It took a new developer three to five days to set up their machine before they could write a single line of code. Not to learn the project, just to make the machine usable. That was our reality, and it cost more than we realized.

Cloud Development Environments: Powering Multi-Org Collaboration at Scale

This post walks through how we solved that problem at Critical Manufacturing, where we build a Manufacturing Execution System (MES) designed to be extended by developers across multiple organizations. Our solution — cloud-based development environments we call DevBoxes — reduced onboarding time to under half an hour, eliminated an entire category of authentication failures, and changed how we think about developer tooling altogether.

The problem space: multi-org, multi-version development

Our MES platform is extensible by design. The developers building on top of it aren't a single, co-located team. They're spread across Critical Manufacturing's internal teams, partner companies, and sometimes the customer's own development teams. Each of these organizations has its own infrastructure, security policies, network configurations, and hardware restrictions.

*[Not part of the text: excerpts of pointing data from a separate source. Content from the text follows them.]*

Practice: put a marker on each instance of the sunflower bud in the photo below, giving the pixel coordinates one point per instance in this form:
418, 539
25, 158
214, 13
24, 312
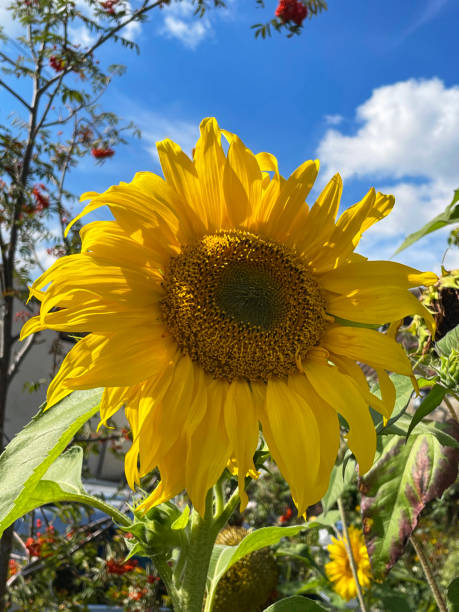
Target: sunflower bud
449, 369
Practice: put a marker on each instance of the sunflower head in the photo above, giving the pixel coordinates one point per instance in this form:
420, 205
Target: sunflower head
217, 301
339, 570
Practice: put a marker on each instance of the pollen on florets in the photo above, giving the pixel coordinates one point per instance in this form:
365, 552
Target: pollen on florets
242, 307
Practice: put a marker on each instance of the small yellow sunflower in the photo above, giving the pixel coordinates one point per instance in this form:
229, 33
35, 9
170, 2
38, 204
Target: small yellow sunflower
339, 570
215, 301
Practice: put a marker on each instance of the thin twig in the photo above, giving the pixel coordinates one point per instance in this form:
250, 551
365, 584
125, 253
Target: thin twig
20, 356
450, 408
350, 554
15, 94
428, 573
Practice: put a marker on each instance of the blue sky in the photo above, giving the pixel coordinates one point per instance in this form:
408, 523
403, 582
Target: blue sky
371, 88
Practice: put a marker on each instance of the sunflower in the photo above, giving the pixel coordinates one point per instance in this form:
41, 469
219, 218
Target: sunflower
339, 570
217, 300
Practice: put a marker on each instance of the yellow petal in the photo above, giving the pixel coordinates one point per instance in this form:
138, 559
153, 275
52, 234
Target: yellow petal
378, 306
388, 392
112, 400
245, 167
367, 345
170, 419
343, 395
76, 362
209, 448
123, 358
172, 476
181, 174
374, 274
320, 223
209, 160
349, 367
289, 212
32, 326
106, 239
292, 434
328, 425
239, 409
345, 236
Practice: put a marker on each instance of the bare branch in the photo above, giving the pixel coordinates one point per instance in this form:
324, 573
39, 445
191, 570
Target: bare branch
16, 95
144, 9
50, 101
20, 356
7, 59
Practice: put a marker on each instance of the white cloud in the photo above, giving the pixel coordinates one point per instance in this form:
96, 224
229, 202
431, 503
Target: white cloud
155, 127
333, 119
407, 143
9, 26
181, 23
82, 36
409, 128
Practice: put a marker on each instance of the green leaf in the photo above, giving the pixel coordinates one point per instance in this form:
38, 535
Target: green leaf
182, 521
62, 482
429, 403
295, 604
396, 489
449, 342
223, 557
453, 594
394, 604
28, 457
404, 390
447, 217
339, 481
440, 430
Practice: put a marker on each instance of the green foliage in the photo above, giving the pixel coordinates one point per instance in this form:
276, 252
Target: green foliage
447, 217
428, 404
453, 595
340, 480
295, 604
69, 560
396, 489
224, 557
28, 457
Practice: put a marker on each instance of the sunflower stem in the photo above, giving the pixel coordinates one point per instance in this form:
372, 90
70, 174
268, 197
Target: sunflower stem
350, 555
165, 572
203, 535
428, 573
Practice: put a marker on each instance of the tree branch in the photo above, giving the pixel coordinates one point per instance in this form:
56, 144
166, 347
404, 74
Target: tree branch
16, 95
20, 356
144, 9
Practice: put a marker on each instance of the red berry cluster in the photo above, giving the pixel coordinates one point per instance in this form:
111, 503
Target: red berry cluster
284, 518
41, 546
102, 152
113, 567
152, 579
12, 567
109, 6
41, 200
137, 595
291, 10
57, 63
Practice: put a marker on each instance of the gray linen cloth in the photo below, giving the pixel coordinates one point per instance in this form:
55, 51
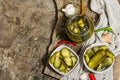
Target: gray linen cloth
108, 11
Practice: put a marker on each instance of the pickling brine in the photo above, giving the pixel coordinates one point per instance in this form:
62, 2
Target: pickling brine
79, 28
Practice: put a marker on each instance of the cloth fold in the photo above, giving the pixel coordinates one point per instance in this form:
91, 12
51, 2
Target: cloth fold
108, 11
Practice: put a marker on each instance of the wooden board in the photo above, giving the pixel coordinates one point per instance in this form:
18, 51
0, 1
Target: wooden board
60, 24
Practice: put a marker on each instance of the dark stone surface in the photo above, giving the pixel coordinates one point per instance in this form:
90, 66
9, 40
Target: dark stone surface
25, 30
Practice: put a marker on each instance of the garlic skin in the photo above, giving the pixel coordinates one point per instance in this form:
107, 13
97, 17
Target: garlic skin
84, 76
69, 10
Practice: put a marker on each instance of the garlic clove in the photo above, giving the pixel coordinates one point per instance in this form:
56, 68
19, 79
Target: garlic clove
69, 10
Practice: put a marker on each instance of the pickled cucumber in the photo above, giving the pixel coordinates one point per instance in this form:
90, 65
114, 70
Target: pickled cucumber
65, 52
74, 60
68, 61
57, 62
76, 30
106, 62
52, 59
87, 59
110, 54
97, 59
81, 23
90, 53
58, 54
103, 47
95, 49
63, 67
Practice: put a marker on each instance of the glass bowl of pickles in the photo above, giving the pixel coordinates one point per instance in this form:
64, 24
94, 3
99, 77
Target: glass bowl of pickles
98, 58
79, 28
63, 60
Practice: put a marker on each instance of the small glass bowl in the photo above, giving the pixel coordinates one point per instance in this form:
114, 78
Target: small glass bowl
79, 28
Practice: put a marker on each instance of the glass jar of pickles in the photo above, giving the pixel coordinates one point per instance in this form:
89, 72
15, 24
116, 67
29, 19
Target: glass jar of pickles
79, 28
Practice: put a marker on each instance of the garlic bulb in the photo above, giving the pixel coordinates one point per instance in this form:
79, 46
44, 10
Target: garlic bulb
84, 76
69, 10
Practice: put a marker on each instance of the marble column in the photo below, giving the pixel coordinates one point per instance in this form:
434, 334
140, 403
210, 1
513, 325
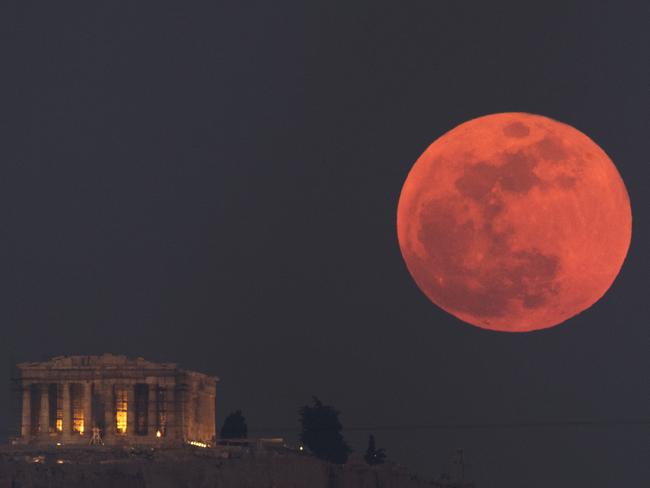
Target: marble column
26, 422
44, 414
172, 431
130, 408
67, 411
108, 398
87, 405
152, 419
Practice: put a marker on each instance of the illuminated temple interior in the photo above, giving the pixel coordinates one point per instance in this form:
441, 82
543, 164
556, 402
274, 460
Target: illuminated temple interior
114, 400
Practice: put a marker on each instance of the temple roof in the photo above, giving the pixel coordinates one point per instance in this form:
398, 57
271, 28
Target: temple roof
105, 361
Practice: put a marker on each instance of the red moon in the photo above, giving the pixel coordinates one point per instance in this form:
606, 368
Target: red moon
514, 222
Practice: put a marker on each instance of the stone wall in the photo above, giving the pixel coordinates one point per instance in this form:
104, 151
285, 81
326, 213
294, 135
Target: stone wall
193, 468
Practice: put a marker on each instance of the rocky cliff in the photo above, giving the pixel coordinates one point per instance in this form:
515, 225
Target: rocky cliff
191, 468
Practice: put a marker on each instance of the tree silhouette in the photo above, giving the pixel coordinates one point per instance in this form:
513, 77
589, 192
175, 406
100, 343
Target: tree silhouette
234, 427
373, 455
321, 432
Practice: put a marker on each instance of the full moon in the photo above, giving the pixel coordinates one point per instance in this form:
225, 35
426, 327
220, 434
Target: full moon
514, 222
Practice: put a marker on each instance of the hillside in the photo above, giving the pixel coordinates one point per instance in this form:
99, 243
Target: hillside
191, 468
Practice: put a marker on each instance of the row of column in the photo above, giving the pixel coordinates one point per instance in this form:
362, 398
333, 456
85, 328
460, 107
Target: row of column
106, 393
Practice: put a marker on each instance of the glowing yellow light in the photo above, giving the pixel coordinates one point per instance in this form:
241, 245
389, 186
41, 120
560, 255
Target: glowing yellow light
121, 422
197, 444
78, 425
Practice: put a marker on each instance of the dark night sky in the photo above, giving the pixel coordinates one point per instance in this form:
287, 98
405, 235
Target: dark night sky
217, 185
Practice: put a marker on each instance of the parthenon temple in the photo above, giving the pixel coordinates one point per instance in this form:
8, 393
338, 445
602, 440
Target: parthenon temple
114, 400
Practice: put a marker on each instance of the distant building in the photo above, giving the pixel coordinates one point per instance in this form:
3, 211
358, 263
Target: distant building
115, 401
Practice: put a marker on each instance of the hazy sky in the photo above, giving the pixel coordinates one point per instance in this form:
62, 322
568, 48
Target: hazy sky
217, 185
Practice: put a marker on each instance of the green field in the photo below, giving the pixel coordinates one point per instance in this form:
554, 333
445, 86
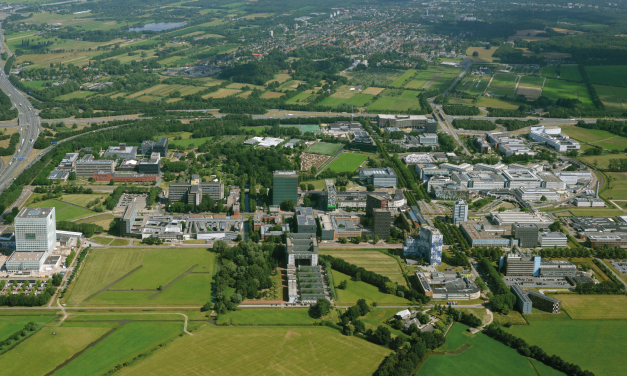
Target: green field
347, 162
323, 148
485, 356
615, 75
123, 345
267, 316
595, 345
503, 84
158, 267
556, 89
59, 347
567, 72
362, 290
371, 260
263, 350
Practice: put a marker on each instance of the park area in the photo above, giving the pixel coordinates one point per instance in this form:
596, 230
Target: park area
347, 162
144, 277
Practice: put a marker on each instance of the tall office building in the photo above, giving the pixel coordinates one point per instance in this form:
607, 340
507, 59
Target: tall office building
460, 212
285, 187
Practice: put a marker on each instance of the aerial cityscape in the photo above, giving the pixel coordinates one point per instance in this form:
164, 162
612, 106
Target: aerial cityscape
264, 187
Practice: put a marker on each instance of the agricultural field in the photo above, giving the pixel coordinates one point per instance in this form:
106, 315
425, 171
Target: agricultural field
132, 276
567, 72
556, 89
362, 290
503, 84
594, 345
479, 355
347, 162
371, 260
614, 75
324, 148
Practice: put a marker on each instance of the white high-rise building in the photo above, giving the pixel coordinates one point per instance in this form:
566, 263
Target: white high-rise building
35, 239
460, 212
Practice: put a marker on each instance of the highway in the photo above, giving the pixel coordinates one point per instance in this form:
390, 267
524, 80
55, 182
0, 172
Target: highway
30, 125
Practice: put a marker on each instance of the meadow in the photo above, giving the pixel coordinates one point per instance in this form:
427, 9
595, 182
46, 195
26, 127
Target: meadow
556, 89
347, 162
594, 345
323, 148
268, 350
362, 290
159, 267
484, 356
371, 260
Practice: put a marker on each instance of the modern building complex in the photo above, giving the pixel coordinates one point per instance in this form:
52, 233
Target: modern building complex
285, 187
427, 246
460, 212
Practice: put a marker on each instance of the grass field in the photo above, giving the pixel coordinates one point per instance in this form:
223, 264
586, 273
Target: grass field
556, 89
267, 316
595, 345
123, 345
282, 351
347, 162
362, 290
567, 72
158, 267
59, 347
323, 148
615, 75
483, 351
371, 260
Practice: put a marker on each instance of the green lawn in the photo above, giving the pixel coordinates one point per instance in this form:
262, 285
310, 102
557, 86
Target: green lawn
323, 148
596, 345
362, 290
347, 162
239, 351
123, 345
484, 357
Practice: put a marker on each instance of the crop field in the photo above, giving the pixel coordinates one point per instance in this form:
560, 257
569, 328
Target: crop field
595, 345
567, 72
324, 148
114, 277
503, 84
58, 348
347, 162
473, 360
362, 290
555, 89
615, 75
121, 346
270, 350
371, 260
614, 98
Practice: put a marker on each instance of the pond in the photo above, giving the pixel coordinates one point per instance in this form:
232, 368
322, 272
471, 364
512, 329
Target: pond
159, 26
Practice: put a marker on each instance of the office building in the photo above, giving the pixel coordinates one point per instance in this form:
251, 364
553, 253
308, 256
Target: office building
381, 223
526, 234
379, 177
460, 212
285, 187
427, 246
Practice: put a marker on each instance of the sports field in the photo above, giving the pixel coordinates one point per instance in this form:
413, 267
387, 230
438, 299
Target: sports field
362, 290
503, 84
371, 260
484, 356
324, 148
556, 89
608, 74
131, 277
263, 350
347, 162
598, 346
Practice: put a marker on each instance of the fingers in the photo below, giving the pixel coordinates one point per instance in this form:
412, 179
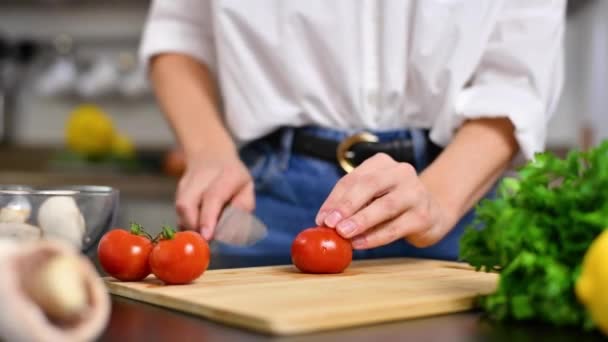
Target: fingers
356, 189
245, 198
380, 210
365, 190
220, 191
414, 225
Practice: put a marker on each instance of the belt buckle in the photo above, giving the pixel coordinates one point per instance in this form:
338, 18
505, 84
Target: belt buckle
344, 148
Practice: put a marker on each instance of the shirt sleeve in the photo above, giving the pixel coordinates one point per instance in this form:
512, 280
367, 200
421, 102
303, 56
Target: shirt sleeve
519, 76
179, 26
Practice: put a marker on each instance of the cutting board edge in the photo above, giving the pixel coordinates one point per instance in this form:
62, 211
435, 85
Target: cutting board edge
238, 319
303, 328
288, 328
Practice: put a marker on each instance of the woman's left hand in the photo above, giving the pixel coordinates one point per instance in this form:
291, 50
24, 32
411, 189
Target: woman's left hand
381, 201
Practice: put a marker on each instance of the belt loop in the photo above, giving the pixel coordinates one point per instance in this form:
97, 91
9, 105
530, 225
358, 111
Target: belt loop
420, 149
286, 144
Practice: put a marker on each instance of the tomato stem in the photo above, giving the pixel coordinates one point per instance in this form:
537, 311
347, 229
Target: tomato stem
138, 229
167, 233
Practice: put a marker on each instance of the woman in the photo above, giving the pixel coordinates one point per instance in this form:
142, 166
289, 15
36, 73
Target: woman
274, 102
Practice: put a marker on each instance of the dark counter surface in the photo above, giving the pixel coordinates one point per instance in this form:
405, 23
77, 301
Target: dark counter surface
137, 321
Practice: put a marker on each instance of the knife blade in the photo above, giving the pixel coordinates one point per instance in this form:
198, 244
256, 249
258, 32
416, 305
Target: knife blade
237, 227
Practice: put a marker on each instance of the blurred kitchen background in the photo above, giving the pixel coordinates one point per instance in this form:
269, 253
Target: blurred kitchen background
68, 71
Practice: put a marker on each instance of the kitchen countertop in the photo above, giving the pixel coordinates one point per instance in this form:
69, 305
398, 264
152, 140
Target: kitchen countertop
137, 321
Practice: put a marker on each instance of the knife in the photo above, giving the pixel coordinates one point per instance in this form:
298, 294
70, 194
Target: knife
237, 227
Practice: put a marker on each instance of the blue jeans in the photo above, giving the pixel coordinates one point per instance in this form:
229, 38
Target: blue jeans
290, 188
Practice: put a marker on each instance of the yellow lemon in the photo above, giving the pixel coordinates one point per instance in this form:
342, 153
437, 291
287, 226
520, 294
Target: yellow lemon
122, 146
592, 284
89, 131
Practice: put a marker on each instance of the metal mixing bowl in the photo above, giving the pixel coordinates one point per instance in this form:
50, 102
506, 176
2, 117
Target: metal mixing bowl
96, 205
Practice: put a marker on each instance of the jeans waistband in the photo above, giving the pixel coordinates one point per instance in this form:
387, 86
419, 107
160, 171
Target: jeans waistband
424, 150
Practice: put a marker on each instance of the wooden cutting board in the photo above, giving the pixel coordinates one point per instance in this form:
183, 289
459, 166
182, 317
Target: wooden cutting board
280, 300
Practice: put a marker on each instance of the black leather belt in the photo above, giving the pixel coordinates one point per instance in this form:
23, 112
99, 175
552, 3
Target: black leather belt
355, 149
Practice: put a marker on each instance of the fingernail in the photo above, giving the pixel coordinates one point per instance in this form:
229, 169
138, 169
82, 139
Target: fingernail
359, 242
346, 227
206, 232
320, 217
333, 218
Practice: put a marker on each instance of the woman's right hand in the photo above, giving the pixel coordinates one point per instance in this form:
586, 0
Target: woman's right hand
208, 184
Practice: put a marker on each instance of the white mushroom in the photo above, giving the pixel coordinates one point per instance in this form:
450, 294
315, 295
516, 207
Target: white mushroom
49, 292
17, 210
60, 218
19, 231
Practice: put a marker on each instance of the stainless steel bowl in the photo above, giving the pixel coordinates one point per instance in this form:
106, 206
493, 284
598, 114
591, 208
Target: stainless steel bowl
77, 214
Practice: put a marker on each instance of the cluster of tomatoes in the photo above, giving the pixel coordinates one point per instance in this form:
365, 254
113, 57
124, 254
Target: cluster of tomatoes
181, 257
173, 257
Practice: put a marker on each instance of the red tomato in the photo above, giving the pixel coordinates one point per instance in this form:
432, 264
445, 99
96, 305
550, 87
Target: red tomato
179, 258
321, 250
124, 255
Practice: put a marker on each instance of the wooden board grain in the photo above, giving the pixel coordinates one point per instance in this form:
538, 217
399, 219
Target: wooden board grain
280, 300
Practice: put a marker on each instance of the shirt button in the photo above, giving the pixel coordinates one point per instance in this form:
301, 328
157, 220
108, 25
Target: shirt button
373, 98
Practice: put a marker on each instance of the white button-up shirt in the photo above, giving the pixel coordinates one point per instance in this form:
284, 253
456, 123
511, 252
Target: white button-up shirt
372, 64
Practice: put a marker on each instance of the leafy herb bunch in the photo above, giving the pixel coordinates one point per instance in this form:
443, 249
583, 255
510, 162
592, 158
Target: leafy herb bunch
536, 232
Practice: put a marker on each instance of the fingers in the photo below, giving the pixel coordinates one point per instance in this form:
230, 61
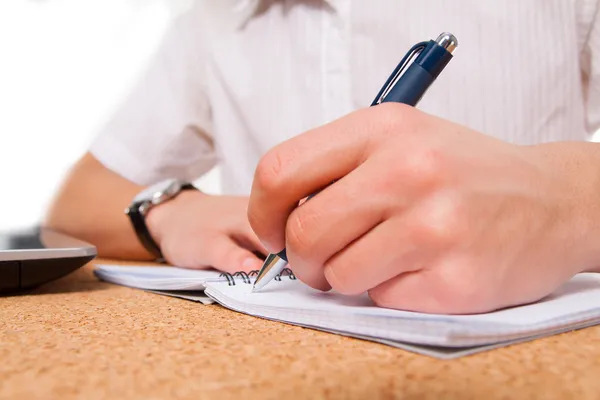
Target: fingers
225, 254
333, 220
248, 239
307, 163
386, 251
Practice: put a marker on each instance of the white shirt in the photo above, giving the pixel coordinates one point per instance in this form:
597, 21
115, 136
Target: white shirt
234, 78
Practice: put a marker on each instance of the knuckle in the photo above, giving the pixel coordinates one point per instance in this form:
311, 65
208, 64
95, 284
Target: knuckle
395, 117
461, 289
297, 234
441, 221
425, 165
270, 172
336, 273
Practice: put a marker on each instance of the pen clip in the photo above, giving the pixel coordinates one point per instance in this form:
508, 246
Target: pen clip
398, 71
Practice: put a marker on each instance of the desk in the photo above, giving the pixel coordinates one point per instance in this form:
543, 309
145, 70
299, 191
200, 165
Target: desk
81, 338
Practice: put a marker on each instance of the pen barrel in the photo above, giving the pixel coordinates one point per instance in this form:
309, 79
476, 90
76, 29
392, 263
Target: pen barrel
413, 85
417, 78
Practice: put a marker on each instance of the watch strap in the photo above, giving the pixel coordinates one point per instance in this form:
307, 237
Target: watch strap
141, 228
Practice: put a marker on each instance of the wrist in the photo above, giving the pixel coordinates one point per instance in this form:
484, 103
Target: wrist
161, 217
575, 171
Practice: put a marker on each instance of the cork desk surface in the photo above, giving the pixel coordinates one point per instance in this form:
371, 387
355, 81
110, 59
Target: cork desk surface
81, 338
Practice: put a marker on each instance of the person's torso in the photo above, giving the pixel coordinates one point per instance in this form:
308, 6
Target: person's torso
295, 65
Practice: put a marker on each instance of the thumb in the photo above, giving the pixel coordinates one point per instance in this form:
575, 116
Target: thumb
225, 254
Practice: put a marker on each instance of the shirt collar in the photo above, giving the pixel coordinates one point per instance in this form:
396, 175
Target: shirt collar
247, 8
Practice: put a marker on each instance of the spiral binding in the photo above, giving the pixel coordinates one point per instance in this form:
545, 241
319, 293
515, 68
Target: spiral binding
231, 281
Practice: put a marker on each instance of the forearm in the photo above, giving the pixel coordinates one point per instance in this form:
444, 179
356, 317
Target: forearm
90, 205
581, 162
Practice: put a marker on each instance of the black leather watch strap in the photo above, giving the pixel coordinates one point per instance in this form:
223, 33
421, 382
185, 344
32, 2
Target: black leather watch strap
141, 229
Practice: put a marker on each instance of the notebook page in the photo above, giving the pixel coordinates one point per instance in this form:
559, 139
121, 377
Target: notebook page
580, 294
574, 304
156, 278
158, 272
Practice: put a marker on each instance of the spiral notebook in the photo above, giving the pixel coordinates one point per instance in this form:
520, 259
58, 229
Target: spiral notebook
574, 305
183, 283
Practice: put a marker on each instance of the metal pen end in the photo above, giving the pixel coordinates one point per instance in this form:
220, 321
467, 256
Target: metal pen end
272, 266
447, 41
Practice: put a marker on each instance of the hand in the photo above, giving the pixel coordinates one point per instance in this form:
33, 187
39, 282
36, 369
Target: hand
197, 230
424, 215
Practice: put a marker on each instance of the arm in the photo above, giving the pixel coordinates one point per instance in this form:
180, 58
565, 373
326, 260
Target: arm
194, 230
90, 205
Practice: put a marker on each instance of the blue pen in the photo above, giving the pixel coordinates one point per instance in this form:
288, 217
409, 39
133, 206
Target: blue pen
405, 85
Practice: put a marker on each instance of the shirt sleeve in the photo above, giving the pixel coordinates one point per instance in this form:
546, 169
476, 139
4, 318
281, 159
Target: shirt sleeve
591, 71
162, 129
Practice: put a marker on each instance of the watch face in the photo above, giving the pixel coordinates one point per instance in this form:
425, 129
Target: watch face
159, 192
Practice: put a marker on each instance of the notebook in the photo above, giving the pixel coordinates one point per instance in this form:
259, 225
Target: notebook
183, 283
574, 305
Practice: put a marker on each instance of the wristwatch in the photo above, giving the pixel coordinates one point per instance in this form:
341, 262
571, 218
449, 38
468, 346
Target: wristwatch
146, 200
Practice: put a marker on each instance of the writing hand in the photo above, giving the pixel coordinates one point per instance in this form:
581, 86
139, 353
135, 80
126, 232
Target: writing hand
424, 214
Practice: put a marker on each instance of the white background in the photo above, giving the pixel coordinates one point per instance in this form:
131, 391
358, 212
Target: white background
64, 66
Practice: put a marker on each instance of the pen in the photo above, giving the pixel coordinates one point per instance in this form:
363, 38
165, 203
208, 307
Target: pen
405, 85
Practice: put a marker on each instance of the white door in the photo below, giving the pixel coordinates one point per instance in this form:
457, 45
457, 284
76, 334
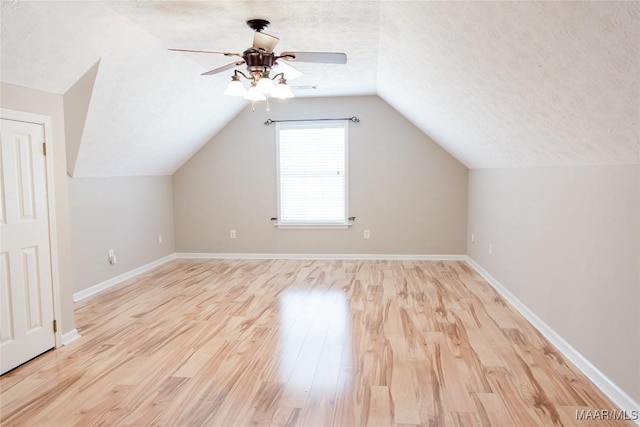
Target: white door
26, 296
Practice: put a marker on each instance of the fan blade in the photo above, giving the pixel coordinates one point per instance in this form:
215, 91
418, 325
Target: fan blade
207, 51
264, 41
223, 68
321, 57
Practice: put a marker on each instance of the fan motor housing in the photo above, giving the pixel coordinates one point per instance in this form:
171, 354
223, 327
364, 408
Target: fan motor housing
258, 60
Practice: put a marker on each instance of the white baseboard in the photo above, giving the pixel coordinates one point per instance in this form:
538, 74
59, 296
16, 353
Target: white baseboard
608, 387
85, 293
363, 257
69, 337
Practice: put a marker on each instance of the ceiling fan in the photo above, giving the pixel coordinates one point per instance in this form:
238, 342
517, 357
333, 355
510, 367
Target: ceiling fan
259, 60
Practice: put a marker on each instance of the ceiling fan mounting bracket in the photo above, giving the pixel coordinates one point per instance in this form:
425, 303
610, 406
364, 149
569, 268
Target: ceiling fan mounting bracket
258, 24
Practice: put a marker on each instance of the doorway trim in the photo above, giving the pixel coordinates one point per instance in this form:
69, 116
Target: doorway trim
45, 121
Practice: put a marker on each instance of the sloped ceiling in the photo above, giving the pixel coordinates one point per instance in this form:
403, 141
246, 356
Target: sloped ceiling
497, 84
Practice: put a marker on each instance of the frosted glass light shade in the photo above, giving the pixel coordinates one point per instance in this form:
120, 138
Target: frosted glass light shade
265, 85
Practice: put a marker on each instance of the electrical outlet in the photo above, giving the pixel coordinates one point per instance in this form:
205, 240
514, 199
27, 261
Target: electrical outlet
112, 257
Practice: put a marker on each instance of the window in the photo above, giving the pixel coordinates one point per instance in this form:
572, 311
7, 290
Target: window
312, 173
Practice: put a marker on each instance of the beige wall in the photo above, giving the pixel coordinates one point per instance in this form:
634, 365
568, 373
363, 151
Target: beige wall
566, 243
407, 190
126, 214
48, 104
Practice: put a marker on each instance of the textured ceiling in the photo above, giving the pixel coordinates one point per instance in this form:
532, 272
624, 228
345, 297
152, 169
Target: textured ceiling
497, 84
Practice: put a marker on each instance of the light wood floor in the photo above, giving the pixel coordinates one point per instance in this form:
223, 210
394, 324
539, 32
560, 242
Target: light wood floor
307, 343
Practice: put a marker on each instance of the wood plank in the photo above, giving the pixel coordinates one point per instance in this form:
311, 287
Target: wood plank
300, 342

At the same time, our developers aren't working on a single version of the product. MES has multiple release lines, each with a different technology stack:

A developer might be supporting a factory running MES 10.2 while actively developing a feature for a customer on MES 11.1. These aren't minor differences; the toolchains are incompatible. You can't just switch branches, you need an entirely different development environment.

So the challenge was never just "multi-org." It was multi-org and multi-version, which together created a combinatorial mess.

The real cost: it's about the 10th percentile

Before we fixed it, onboarding looked like this:

The support burden was real and continuous, not just at onboarding. Questions like "why won't this compile on my machine?", "which .NET version do I need for this project?", and "my setup broke after switching projects" were common enough to be a running joke.

The underlying cause was heterogeneity. Partner A works on Windows with a corporate proxy. Partner B is on Linux behind a restrictive firewall. Customer C's network uses deep packet inspection. Developer D has no admin rights on their laptop. Each of these edge cases is individually manageable, but collectively they're a support nightmare.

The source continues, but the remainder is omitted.